And they’re not done yet in trying to find more money for their increasingly reluctant partners in Obamacare crime. Now they want to raid the Treasury yet again to pay insurers through the risk-corridor program – this time through a fund set aside for payments on legal judgments reached on behalf of taxpayers. The Judgment Fund has a theoretically unlimited checkbook, but its scale falls far below what HHS needs to convince insurers to stick around. The Washington Post notes that it has paid out a total of $18 million in the last decade for judgments involving HHS, but now insurers are suing for $2.5 billion in payouts for 2014 alone.

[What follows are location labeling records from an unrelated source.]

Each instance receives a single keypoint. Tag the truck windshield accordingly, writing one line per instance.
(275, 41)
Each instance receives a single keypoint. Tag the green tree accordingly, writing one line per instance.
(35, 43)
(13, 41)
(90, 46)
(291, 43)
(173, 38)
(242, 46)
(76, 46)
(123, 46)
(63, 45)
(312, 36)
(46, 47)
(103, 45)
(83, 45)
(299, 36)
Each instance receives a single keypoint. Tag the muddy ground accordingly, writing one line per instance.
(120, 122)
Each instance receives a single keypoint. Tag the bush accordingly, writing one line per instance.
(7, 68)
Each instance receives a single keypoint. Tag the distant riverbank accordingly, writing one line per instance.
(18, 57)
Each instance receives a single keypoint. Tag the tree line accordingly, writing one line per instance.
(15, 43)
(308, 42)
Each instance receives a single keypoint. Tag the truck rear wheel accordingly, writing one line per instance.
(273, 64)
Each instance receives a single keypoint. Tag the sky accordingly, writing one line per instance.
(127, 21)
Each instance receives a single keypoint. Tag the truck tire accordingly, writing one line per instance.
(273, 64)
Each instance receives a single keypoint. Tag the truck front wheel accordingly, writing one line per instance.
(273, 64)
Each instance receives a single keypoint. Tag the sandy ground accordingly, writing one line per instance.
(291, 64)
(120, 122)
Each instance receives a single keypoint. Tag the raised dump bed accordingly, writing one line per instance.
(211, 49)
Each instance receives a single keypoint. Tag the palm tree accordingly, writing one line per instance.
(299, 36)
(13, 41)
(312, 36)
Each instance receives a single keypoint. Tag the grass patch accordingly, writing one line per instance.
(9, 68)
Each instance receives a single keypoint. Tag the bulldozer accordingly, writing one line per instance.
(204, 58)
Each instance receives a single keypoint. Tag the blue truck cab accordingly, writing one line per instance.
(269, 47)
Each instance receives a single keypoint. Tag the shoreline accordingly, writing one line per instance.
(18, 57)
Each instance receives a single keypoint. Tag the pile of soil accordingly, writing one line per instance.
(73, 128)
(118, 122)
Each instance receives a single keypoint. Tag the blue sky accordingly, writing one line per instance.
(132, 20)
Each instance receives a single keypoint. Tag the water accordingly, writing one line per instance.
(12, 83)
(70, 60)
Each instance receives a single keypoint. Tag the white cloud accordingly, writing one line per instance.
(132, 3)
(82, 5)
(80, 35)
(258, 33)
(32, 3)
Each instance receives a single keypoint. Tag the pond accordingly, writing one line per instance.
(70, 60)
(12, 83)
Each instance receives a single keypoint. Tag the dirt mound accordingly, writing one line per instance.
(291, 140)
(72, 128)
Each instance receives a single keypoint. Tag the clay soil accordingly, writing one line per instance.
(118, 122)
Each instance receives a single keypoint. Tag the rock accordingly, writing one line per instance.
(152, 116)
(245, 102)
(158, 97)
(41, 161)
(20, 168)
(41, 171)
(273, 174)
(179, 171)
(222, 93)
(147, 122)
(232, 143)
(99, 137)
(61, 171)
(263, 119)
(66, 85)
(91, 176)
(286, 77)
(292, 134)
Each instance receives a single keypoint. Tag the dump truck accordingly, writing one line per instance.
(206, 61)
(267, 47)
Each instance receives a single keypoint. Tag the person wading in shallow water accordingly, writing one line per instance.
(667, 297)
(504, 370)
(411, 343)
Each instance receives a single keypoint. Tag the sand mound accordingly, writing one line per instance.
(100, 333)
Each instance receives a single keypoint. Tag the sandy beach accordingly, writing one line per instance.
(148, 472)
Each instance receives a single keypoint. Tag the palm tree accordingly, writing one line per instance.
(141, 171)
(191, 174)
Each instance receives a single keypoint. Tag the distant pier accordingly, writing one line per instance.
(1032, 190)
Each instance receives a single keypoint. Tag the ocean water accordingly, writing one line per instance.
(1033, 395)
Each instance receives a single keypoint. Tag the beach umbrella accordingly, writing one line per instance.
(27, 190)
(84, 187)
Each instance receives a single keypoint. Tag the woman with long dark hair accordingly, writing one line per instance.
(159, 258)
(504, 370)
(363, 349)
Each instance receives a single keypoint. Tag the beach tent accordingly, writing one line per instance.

That approach might not last for long. Health-care market analyst Bob Laszewski points out that both the reinsurance and risk-corridor programs only last through 2017. “There can’t be such relief in 2017 and years beyond without the Congress and President agreeing to extend the reinsurance program,” Laszewski writes. “In that sense, what the administration apparently wants to do would have a retrospective impact only. It would have no impact on the market that these health plans see for 2017 that has caused them to give big rate increases or to exit the exchanges altogether.”
That assumes, however, that HHS plans to follow the law when it comes to Obamacare. When it comes to taxpayer money and the statutes created by President Obama and his allies, HHS looks less like a responsible government agency and more like a criminal conspiracy operating on behalf of the same insurers that Obama insisted couldn’t be trusted to run their markets themselves. Don’t expect little items like laws to stop them for long.